# I refinished my stall fronts! (Picture Project)



## BigGirlsRideWarmbloods (Mar 28, 2010)

I forgot! Here's the link to the Flickr Set Slideshow to see more pictures at a high resolution:
Refinishing Stall Fronts


----------



## Cacowgirl (Feb 19, 2011)

Really looks nice! Great job.


----------



## Koolio (Apr 7, 2010)

They look great!


----------



## Farmchic (Mar 2, 2013)

Good job! I'm also working on finishing my stalls and doors. I chose to paint my cross bucks a dark brown. I love how it looks finished but boy is it work!


----------



## Roadyy (Feb 9, 2013)

A suggestion on painting the bars would be to stop a local hardware store and pick up some self etching primer then head for the local auto parts house like Advanced or O'Reily's and pick up a few cans of spray on bedliner paint.

Tape off the wood with painting drop plastic you would use for painting in your house then start covering the metal with the self etching primer. By the time you finish the last area the first area should be ready for a coat of bedliner. 

I would give it 24 hours to cure fully before letting the horses back in there. I suggest this due to the chance of horses nibbling on the bars if they had regular paint on them and getting right back to scuffed up looking bars or metal. Bedliner is hard enough that they will likely never scuff it. Even if they do then touch it up and give it time to set up and it blends in great. 

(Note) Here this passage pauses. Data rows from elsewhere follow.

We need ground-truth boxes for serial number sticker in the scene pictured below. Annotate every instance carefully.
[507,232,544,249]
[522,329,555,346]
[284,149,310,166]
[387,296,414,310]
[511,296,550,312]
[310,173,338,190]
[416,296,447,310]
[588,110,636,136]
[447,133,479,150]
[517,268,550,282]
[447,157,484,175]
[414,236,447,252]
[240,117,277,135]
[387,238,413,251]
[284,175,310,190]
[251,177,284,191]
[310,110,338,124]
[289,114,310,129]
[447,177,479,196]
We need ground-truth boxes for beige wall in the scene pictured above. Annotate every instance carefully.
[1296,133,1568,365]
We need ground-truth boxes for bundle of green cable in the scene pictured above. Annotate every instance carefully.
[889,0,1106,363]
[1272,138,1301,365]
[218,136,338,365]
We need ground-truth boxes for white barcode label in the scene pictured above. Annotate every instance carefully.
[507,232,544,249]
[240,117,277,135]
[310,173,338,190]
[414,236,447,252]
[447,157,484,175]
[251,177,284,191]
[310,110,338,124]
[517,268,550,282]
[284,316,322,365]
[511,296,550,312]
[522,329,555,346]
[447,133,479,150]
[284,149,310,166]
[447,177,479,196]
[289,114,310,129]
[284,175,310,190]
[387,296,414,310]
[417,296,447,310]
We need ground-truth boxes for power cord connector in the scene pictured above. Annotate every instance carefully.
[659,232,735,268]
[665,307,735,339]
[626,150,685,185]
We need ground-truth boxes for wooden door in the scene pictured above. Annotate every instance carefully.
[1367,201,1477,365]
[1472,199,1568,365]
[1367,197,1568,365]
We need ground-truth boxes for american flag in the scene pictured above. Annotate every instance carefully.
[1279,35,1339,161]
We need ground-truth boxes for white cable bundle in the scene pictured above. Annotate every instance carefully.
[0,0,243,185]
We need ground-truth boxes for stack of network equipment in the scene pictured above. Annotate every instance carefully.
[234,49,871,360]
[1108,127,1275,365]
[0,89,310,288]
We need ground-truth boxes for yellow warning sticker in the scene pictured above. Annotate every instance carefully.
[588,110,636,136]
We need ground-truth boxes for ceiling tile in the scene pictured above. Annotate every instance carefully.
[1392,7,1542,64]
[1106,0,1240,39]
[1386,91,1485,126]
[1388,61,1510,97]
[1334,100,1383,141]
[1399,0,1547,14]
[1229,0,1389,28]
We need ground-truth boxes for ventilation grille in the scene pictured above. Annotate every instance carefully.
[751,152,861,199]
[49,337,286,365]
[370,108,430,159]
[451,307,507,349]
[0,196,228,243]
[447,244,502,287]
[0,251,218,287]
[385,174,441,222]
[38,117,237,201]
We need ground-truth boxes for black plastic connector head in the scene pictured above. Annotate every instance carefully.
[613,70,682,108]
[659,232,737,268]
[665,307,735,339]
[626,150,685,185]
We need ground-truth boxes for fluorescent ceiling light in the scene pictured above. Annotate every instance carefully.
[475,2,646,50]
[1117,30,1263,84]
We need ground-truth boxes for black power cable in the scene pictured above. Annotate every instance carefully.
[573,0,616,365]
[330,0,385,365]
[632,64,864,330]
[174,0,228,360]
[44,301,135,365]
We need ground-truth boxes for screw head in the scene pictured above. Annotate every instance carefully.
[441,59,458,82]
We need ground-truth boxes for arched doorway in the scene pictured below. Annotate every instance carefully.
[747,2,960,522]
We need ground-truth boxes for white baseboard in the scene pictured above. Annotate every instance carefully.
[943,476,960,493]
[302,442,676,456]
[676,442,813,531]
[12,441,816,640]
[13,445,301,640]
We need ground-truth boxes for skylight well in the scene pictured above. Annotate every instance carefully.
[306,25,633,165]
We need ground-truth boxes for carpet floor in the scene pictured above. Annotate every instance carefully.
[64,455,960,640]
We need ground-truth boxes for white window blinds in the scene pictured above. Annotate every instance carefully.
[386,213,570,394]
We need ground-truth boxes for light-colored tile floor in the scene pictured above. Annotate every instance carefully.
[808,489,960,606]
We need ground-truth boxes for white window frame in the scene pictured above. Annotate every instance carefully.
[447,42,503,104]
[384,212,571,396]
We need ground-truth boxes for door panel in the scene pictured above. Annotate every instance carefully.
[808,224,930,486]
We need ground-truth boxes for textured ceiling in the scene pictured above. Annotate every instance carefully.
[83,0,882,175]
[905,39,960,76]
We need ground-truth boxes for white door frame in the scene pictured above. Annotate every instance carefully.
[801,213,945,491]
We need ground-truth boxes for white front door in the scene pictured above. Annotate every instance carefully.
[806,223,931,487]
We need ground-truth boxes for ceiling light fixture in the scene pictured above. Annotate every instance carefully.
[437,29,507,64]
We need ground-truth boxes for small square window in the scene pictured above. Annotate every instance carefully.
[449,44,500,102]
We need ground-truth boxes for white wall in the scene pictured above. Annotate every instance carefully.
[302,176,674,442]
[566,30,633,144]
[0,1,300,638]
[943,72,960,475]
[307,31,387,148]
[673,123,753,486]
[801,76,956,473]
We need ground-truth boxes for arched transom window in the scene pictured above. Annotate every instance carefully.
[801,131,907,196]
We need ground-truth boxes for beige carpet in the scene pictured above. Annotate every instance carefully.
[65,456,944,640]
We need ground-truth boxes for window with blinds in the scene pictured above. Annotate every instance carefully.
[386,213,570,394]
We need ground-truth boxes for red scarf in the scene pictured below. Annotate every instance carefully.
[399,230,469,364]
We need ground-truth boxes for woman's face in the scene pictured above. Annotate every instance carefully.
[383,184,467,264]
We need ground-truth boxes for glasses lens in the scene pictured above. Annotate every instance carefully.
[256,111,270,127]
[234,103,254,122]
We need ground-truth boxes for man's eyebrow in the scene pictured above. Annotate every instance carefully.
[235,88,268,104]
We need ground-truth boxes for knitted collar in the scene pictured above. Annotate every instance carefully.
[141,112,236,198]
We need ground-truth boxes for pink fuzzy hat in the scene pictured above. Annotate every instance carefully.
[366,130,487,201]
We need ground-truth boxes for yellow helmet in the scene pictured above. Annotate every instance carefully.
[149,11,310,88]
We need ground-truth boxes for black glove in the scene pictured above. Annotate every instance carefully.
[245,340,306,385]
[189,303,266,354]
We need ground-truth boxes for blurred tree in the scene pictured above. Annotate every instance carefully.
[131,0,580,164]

I build front and rear bumpers for Jeeps that climb rocks and mountain sides. They all get coated with bedliner paint and look great! This pick was taken 3 days after being back from an off-road trip where the back bumper was slammed in the rock ground as I was pointed up at the sky trying to climb a hill. I never once worried about how the bumper was going to look from it.






I hope this gives you some ideas about long term protection for any and all metal in the barn.


----------



## jcraig10 (Sep 14, 2012)

Wow, that looks so much better! (Not that it looked bad before though!) Its a wonder what a little elbow grease will do


----------



## beau159 (Oct 4, 2010)

Looks very high end and shiny!! Nice work!


----------



## waresbear (Jun 18, 2011)

Very nice, excellent job!
_Posted via Mobile Device_


----------



## caseymyhorserocks (Apr 5, 2010)

Wonderful!


----------



## DreamOfDrafts (Jan 6, 2013)

this inspires me to do mine! lol. awesome job they look all shiney and new! 

Different tip for the bars. You can use the rustoleum spray paint. Ive used it on everything from metal tie outs, metal bed frames, xbox 360 controllers, cars etc. It comes in a high gloss version that works quite well. I don't have any examples but I like the stuff, have about a billion different colors of it in my garage just in case haha.


----------



## grizz (Jun 3, 2013)

Looks awesome!! Good job!!!


----------



## Saddlebag (Jan 17, 2011)

Regarding finishing only one side. I know with kitchen cupboards if one doesn't finish both sides that warping will occur. Will that happen with the stalls boards? If the bars are steel, just sand lightly, wipe with paint thinner then apply Rustoleum or Tremclad. No primer. These two products are made with fish oil and the primer will prevent it from doing it's job of preventing rust. I use a small disposable paint roller for jobs like this. It's cost effective.


----------